Re: Tags and the Private Use Area

From: Kenneth Whistler (kenw@sybase.com)
Date: Tue May 01 2001 - 17:01:23 EDT


William Overington perorated:

> Asmus continues:
>
> Going further and outlining a protocol for such a
> thing is even worse - if done by the Unicode Consortium.
> However, it would be fine for any other organization
> to define the protocol - but that organization could
> not assign any special non-private characters.
>
> end quote
>
> If the Unicode Consortium found that it could act in this matter within
> limits then definition of a protocol would be all but an essential part of
> any such action.

But precisely as Asmus has stated, the Unicode Consortium (or more
propertly the Unicode Technical Committee) would not define any
such protocol for private use characters. It is entirely up to
external organizations to engage in such work if they choose to do
so.

>
> What I have in mind here is a set of private use area support tags, perhaps
> located in plane 14, better located in plane 0 if a contiguous block of 128
> unused codes in a reasonable place not within the private use area could be
> found.

This would be a request for encoding of standardized characters, which
the Unicode Technical Committee would, of course, have to decide upon.
However, judging by my experience in the Unicode Technical Committee and
the feedback so far on this list (and the feedback received on the
language tag characters in Plane 14, which were "deprecated on birth"), it
is rather unlikely that any such proposal would be approved by the
UTC.

Among other things, you have yet to have meet the challenge by Michael
Kaplan to provide a convincing case for their requirement.

>
> There would be a protocol saying that, in a plain unicode text file, but not
> in a rich text file,

This distinction already creates a problem for your proposal. Rich text
contains chunks of plain text, and introducing a bunch of tag characters
and a protocol for using them which have to be kept out of rich text, but
which can be in plain text, creates a filtering and transducement problem.
That would introduce a problem, rather than eliminating a problem.

> certain information related to the meanings ascribed to
> any private use area codes used *may, but need not* be included using these
> tags. However, *if* that information is included using these tags, then
> this format of providing that information *must* be used.

... by a process that chooses to honor that protocol. But that would be
outside the scope of the Unicode Standard and nothing that one could depend
on a process conformant to the Unicode Standard to be following, merely by
virtue of that conformance claim.

> The protocols
> could be carefully designed so that no limiting presumption whatsoever as to
> the nature of the usages of the private use area that were capable of being
> described using the protocols were made by the protocols.
>
> I suggest that such a facility would be useful and would provide a sound
> basis for the future.

I don't think so. Frankly I don't think things would be any better than with
the kind of plain text alternatives that have already been suggested.

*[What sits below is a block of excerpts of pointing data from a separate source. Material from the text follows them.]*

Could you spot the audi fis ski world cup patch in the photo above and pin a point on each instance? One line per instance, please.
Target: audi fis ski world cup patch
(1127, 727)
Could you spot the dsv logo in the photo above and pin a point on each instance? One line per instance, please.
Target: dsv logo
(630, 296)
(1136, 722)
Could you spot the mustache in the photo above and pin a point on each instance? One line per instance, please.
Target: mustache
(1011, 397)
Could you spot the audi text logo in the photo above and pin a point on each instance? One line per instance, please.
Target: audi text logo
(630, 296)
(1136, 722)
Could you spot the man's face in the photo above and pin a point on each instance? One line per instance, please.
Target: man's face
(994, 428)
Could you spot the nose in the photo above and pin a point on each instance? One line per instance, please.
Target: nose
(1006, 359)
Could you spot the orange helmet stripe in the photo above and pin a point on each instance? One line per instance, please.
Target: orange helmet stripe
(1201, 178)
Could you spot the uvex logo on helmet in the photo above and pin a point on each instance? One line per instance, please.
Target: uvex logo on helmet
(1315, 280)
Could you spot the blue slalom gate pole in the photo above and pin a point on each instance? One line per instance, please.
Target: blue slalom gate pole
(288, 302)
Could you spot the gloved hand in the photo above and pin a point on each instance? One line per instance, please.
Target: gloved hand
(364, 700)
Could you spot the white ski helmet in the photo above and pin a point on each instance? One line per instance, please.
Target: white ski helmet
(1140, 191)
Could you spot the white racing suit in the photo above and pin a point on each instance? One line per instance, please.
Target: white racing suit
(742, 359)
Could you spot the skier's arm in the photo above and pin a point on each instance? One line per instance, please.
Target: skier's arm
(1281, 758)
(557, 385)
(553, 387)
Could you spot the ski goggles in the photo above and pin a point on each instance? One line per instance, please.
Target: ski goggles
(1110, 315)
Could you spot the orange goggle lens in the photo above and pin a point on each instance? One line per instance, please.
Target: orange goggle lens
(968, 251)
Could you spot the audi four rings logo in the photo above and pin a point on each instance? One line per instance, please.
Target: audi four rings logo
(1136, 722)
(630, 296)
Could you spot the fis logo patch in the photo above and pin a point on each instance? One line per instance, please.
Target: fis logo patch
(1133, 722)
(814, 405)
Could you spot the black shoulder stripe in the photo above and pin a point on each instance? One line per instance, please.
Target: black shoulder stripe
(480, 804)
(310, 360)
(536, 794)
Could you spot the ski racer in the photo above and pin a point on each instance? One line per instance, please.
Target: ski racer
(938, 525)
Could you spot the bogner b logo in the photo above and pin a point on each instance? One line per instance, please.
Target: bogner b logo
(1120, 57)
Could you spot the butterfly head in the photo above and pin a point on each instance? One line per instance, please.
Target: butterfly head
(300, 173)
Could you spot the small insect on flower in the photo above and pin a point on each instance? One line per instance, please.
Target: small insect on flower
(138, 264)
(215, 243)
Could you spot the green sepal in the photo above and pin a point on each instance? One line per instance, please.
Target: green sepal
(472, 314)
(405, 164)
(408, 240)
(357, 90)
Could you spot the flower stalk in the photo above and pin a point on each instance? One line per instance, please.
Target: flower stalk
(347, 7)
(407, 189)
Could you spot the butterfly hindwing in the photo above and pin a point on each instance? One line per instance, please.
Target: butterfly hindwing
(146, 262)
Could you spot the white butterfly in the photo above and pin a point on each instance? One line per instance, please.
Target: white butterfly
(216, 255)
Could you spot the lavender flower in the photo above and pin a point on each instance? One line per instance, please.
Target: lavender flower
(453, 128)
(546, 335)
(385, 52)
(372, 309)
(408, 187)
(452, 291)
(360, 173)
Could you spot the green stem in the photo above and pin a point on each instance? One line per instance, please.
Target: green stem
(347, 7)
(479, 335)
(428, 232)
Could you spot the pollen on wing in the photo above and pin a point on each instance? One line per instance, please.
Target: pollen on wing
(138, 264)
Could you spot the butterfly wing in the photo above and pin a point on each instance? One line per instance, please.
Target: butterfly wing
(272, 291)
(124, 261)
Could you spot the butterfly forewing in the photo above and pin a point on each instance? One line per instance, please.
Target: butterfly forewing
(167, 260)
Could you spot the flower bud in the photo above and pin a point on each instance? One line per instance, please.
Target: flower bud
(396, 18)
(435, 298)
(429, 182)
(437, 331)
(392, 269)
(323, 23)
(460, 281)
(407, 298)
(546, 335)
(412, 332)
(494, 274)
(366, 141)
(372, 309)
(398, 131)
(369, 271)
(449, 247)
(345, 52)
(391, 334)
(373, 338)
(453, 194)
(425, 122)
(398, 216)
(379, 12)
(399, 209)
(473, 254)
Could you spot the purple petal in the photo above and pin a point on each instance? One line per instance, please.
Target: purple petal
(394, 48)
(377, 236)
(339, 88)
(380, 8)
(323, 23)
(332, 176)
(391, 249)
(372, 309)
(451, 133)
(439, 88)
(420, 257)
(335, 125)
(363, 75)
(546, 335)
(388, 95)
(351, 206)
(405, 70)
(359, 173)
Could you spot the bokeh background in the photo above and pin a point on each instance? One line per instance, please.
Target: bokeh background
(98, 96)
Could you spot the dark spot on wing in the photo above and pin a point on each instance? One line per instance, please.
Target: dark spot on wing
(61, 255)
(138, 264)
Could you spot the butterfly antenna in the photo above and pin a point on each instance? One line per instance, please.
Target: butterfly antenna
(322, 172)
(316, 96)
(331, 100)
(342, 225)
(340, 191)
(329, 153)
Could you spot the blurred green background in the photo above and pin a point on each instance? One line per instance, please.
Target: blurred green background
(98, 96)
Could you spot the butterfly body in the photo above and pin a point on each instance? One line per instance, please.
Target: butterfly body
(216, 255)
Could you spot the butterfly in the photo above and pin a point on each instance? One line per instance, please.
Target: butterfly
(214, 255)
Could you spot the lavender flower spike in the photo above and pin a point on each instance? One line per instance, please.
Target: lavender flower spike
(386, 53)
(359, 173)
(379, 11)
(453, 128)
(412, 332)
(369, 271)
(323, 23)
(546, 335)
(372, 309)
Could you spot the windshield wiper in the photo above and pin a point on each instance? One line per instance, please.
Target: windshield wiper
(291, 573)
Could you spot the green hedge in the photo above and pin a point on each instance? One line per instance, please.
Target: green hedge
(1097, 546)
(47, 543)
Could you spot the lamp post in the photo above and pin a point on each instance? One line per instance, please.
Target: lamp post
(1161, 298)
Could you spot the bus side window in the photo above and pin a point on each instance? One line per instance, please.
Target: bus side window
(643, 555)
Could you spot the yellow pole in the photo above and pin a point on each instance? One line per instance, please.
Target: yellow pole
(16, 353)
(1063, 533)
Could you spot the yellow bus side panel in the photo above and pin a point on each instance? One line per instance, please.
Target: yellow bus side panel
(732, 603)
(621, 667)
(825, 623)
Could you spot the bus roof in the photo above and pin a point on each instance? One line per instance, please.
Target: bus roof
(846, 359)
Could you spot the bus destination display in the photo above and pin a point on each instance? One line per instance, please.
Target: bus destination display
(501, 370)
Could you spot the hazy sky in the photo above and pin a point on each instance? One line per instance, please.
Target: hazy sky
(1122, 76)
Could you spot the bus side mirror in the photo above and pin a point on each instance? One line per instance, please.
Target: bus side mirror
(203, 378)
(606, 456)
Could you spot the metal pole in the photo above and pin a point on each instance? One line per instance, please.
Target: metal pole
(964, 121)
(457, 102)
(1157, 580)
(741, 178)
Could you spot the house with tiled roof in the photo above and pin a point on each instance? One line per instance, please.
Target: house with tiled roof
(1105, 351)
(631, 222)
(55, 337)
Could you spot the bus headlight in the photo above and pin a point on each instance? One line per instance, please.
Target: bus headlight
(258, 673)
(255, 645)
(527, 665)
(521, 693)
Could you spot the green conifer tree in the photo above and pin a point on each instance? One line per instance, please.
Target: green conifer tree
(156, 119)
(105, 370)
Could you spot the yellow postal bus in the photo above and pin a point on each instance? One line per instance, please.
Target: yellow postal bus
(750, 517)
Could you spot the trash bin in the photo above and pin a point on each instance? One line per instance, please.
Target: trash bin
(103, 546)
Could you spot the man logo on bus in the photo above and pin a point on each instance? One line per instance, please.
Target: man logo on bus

Or, if you are convinced that there really is sufficient reason and demand
to automate the processing, an alternative is simply to provide for
a PUAconventions.xml file, which would contain the information you are
suggesting for the protocol. Point at the appropriate PUAconventions.xml
file, and you get the equivalent of trying to bury such information in plain
text files, without actually touching the plain text files or requiring
any additions to the Unicode Standard.

>
> The alternative is either chaos or the need to use a protocol put forward by
> an organization other than the Unicode Consortium or by an individual.

Exactly.

> Yet
> such a protocol would not have had the benefit of the full procedures of the
> Unicode Consortium in its drafting and would have no standing above any
> informal agreement amongst some users that it might receive and certainly
> not the endorsement of the Unicode Consortium.

It would have the standing of whatever organization chose to standardize
such a protocol. Which is entirely appropriate.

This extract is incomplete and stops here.